[Rspamd-Users] Rspamd 2.6 has been released

Vsevolod Stakhov vsevolod at rspamd.com
Wed Sep 30 19:34:44 UTC 2020

We have released Rspamd 2.6 today.

There are several major projects in this release: neural network plugin
various improvements, better bitcoin scam detection, conditional regular
expressions and other reworks of the code, such as shadow results
support has been done.
Numerous of the bug fixes, including some critical ones have also been
applied during this release cycle.

Here is a list of the major projects and serious bugfixes where applicable.

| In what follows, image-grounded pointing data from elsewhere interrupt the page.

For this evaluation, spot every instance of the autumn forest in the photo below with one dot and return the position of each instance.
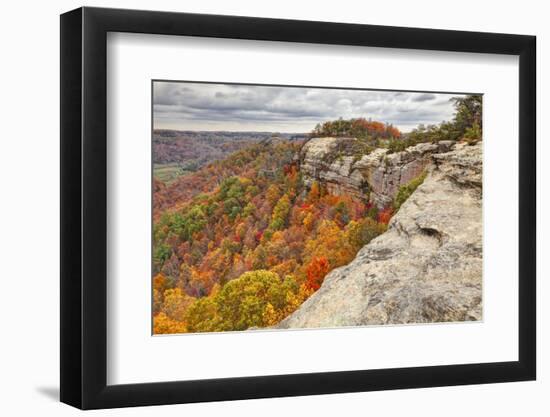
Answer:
(241, 239)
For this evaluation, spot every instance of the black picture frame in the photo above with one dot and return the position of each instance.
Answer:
(84, 207)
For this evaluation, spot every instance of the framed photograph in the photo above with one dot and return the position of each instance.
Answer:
(257, 208)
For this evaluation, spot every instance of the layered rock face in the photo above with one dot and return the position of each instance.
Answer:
(426, 268)
(375, 176)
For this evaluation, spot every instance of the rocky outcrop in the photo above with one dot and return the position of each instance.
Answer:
(426, 268)
(345, 168)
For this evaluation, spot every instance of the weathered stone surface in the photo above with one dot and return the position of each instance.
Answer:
(375, 176)
(426, 268)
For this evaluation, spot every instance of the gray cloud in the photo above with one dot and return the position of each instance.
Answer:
(424, 97)
(196, 106)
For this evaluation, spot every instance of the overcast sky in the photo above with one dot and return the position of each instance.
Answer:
(196, 106)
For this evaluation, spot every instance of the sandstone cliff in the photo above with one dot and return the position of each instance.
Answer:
(344, 168)
(428, 266)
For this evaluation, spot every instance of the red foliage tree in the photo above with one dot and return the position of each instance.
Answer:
(316, 271)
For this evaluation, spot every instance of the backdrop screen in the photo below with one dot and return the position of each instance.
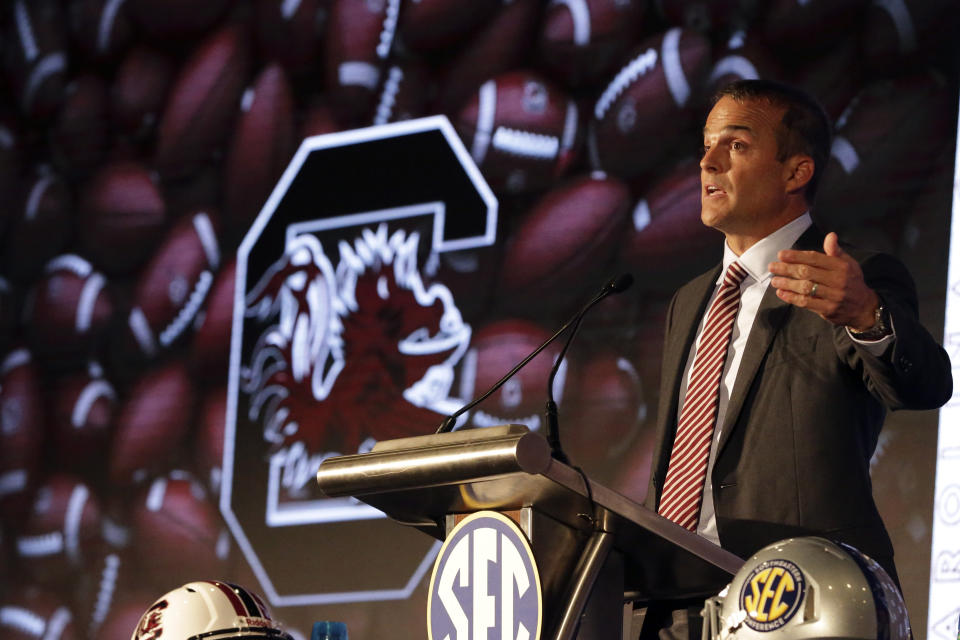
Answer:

### Neural network plugin rework

Rspamd now includes
[PCA](https://en.wikipedia.org/wiki/Principal_component_analysis) method
to reduce the input space dimentionality in the heavily customised
environments with many rules. This method allows to transform all rules
set to a fixed number of inputs for neural network using linear
transformation. There are also other improvements for neural network
plugin that have been added in this release, including the following:

- Probabilistic learn method where spam and ham samples could be not
balanced (useful for the cases where spam/ham amounts are significantly
- Allowing to set a maximum number of inputs for ANN (via PCA prefiltering)
- Reworked the internal structure of ANN (more hidden layers and fixed
the output function)
- Low level tensors library for speeding up the matrices operations
- BLIS algebra library support

### Reworked bitcoin detection library

Rspamd now supports lua filters for regular expressions. The idea is to
allow fast pre-filter with regular expressions and slow Lua
postprocessing for the cases where this processing is needed. Here is
how it's used in bitcoin library:

config.regexp['RE_POSTPROCESS'] = {
  description = 'Example of postprocessing for regular expressions',
  re = string.format('(%s) || (%s)', re1, re2),
  re_conditions = {
    [re1] = function(task, txt, s, e)
      if e - s <= 2 then
        return false

      if check_re1(task, txt:sub(s + 1, e)) then
        return true
    [re2] = function(task, txt, s, e)
      if e - s <= 2 then
        return false

      if check_re2(task, txt:sub(s + 1, e)) then
        return true

This allows to add accelerated rules that are enabled merely if some
relatively rare regular expression matches. In this particular case this
feature is used to do BTC wallet verification and validation.

### IDNA bugs are fixed

Dr. Hajime Shimada and Mr. Shirakura from Nagoya University have
investigated that it is possible to bypass Rspamd URLs detection by
using of a special Unicode characters. We have changed this behaviour so
now full IDNA validation/normalisation is performed. I would like to
thank the researchers for sharing that with us.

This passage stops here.